Algumas práticas psicológicas nos permitem observar a constituição dos
sujeitos sob uma ótica mais ampla, contextualizando sua realidade e pensando suas
atitudes considerando aspectos sociais, históricos e culturais. Através da
perspectiva sociocultural construtivista da Psicologia cultural é possível analisar a
individualidade crescente na contemporaneidade, gerando competitividade,
agressividade e hostilidade em diversos ambientes, inclusive na escola (MANZINI,
BRANCO, 2012). Por esse viés, nos processos grupais que existem nesse meio
individualizante, os sujeitos tendem a se identificar com determinados grupos
valorizando a identidade daquele grupo em detrimento de outros. No filme Julian faz
parte de um pequeno grupo que concorda com suas atitudes e participa das práticas
de bullying. Ele tenta convencer Jack Will (amigo de Auggie) de que seu grupo é
melhor que a companhia de seu amigo. A competitividade surge a partir do
momento em que Julian diz para Auggie o quanto a aula de ciências é difícil e
demonstra acreditar que o aluno novo não conseguiria acompanhar, assim como
busca fazer com que ele se sinta inferior por nunca ter frequentado a escola antes.

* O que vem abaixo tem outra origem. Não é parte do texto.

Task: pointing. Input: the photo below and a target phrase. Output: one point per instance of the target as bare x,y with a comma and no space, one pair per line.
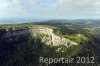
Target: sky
50,9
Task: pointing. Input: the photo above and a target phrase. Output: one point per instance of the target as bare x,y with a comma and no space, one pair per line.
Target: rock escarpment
46,34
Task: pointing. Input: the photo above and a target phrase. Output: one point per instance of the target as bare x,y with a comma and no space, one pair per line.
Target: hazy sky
50,9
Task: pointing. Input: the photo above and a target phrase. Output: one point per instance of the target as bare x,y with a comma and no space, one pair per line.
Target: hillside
23,44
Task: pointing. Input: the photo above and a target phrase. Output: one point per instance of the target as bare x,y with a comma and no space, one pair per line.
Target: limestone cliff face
46,34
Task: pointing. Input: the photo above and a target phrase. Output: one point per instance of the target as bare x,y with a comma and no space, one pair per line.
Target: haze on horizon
49,9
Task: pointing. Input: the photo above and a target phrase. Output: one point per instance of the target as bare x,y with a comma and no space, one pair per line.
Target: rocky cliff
45,33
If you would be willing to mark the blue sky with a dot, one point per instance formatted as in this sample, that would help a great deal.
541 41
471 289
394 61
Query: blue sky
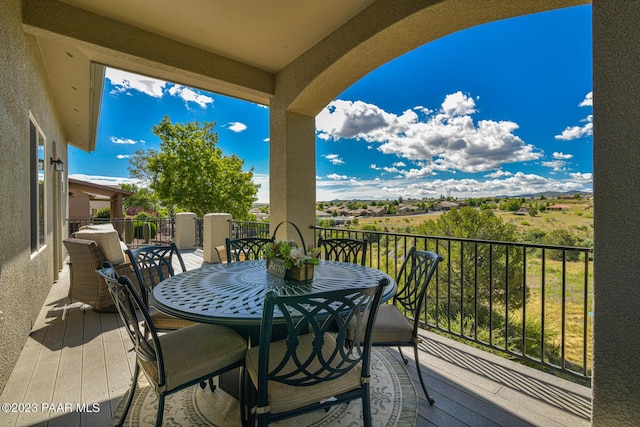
499 109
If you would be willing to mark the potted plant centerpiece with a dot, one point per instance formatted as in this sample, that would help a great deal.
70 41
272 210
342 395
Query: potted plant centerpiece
285 258
296 262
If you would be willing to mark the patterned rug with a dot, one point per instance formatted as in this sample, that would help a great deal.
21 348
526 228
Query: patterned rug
393 403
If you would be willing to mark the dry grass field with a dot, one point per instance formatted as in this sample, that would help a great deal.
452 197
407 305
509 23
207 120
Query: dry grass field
578 219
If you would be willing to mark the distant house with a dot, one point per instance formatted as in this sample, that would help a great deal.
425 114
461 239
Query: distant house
445 206
85 198
377 211
558 207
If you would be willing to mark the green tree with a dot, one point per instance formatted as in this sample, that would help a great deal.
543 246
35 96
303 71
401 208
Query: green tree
190 172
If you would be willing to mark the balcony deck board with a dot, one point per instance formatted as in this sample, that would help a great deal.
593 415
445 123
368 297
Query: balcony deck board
75 355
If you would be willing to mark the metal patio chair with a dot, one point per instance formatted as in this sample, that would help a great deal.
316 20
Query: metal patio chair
344 249
177 359
392 327
314 367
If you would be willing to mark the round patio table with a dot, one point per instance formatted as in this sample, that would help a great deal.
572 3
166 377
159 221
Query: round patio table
233 294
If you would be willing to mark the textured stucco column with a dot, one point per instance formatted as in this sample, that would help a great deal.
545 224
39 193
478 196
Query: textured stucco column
616 94
215 229
185 230
292 172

A competitividade, violência e o bullying demonstram que alguma medida
precisa ser tomada, novas práticas e novas maneiras de constituir a educação. A
psicologia têm se mostrado necessária nesse processo de mudança emergencial
que o ambiente educacional necessita, para que ele se torne um lugar acolhedor e
dotado de possibilidades.
Desenvolver atividades diárias na escola nas quais as crianças tenham a
oportunidade de desenvolver a empatia é fundamental para as práticas pró-
sociais. O caminho, portanto, não é ensinar os alunos a ajudarem os outros
simplesmente por ser o certo a ser feito. O foco da educação na escola e na
família deve estar em demonstrar, por meio do diálogo e de práticas sociais,
o valor do outro, e em sentir-se bem ao respeitá-lo e ajudá-lo. Gomes Pinto

(2007, p. 30 apud MANZINI, BRANCO, 2012, p. 172) . sugere que: No caso,


o professor ajuda a criança agressora a entender porque agredir física ou
moralmente não é um comportamento adequado, mostrando a ela quais são
os sentimentos da criança agredida e, ainda, formas de lidar com oposições
de forma construtiva (MANZINI, BRANCO, 2012, p. 172).